Jason Phu’s multi-disciplinary practice brings together a wide range of references, including traditional ink paintings, calligraphy, readymade objects, everyday vernacular, ancient folklore, personal narratives and historical events. Working across drawing, installation, painting, performance and film, Phu frequently uses humour as a device to address identity and cultural dislocation within an Australian context. Often employing stories of ghosts, spirits, demons and gods from Chinese culture as a personification of these concepts, Phu’s playful subject matter convey a sense of connection to today’s world while being simultaneously timeless.

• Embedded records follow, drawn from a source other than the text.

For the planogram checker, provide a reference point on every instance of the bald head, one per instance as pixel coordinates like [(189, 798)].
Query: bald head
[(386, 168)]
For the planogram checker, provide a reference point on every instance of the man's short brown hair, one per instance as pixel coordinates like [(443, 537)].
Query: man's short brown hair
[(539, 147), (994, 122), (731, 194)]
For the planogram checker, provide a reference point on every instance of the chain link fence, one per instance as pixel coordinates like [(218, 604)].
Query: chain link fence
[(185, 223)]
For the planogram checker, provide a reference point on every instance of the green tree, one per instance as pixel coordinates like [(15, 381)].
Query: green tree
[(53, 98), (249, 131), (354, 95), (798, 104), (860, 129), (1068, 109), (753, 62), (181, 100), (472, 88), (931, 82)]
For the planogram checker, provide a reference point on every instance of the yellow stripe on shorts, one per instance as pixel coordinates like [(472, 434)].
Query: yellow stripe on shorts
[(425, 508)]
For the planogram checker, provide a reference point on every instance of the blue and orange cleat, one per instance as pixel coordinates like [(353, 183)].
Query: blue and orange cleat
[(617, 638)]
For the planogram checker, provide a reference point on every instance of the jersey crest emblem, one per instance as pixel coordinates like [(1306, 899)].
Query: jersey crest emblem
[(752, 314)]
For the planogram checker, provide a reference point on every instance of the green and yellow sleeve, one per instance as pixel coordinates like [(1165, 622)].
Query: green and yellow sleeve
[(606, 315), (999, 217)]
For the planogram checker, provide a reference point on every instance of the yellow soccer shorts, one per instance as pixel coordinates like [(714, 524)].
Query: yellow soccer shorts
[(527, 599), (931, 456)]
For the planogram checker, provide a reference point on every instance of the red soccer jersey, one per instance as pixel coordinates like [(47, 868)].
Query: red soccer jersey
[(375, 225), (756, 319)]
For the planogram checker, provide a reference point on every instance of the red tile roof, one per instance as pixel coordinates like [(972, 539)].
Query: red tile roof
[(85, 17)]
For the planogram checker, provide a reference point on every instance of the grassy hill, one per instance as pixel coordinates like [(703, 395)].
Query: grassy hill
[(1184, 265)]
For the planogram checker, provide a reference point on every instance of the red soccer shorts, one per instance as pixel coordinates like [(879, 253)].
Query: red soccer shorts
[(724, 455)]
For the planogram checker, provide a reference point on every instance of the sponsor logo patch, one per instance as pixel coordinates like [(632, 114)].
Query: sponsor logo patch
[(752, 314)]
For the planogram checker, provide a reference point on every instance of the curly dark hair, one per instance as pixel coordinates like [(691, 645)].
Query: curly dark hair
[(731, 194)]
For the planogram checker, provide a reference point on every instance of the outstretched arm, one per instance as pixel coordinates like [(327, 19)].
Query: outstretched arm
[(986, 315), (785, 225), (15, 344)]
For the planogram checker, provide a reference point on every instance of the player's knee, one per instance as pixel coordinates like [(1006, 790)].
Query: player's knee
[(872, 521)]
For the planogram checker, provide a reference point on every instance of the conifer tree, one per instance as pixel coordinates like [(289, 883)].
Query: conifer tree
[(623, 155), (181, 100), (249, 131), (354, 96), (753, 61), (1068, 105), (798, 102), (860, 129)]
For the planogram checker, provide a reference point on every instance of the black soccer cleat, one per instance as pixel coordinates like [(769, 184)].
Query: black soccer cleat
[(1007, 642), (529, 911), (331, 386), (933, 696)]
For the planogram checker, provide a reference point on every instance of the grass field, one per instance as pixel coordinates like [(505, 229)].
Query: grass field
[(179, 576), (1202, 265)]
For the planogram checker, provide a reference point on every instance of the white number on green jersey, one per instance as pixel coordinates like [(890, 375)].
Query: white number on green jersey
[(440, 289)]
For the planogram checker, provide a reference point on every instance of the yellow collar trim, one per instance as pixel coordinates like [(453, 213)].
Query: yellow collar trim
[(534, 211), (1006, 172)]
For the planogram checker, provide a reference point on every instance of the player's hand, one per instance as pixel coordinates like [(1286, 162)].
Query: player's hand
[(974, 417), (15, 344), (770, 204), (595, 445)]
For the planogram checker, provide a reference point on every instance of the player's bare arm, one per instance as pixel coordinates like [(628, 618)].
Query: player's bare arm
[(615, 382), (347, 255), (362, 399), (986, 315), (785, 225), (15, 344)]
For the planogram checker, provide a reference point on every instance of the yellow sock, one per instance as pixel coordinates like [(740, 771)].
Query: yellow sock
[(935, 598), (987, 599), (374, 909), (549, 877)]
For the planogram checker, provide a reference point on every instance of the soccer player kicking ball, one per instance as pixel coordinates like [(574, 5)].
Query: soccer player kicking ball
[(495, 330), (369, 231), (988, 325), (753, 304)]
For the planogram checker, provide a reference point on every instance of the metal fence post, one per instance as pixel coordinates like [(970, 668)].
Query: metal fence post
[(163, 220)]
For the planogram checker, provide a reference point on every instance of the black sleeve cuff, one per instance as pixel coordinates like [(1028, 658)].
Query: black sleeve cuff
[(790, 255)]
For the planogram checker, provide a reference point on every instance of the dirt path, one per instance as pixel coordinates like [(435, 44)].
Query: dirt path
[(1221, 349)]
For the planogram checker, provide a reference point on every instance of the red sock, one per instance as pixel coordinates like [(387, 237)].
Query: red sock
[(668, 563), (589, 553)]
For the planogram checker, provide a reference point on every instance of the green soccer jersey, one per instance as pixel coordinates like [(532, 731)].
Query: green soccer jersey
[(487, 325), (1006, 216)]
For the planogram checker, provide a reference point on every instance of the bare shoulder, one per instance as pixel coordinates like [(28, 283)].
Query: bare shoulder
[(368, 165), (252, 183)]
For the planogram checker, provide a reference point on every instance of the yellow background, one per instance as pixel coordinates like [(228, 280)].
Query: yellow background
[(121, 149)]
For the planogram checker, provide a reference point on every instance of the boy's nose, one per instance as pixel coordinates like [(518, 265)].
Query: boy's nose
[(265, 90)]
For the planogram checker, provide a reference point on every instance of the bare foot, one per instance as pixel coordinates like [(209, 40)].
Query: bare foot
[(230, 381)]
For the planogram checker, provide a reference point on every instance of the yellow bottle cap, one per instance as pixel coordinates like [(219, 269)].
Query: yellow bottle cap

Phu has exhibited extensively in Australia in solo and group shows, with significant exhibitions including Everyone is dead, except for me, again, Home Of The Arts, Sunshine Coast (2024); Like a Wheel That Turns: The 2022 Macfarlane Commissions, Australian Centre for Contemporary Art, Melbourne (2022); and Primavera 2018: Young Australian Artists, Museum of Contemporary Art, Sydney (2018). In 2017, Phu was awarded the West Space, Melbourne, commission, presenting the significant solo exhibition My parents met at the fish market. Phu has also been the recipient of many highly acclaimed awards, including Moving Image Commission for Young Australian Artists, Australian Centre for the Moving Image X Mordant Family (2021); Art Assembly Commission, Sydney Opera House (2019); Sir John Sulman Prize (2015); and the Freedman Foundation Travelling Art Scholarship (2015). He has been a finalist in the Sulman Prize (2022, 2019, 2018); the Ramsay Art Prize (2017); the New South Wales Emerging Visual Arts Fellowship (2017); the Brett Whiteley Travelling Art Scholarship (2016); and the Archibald Prize (2015, 2014).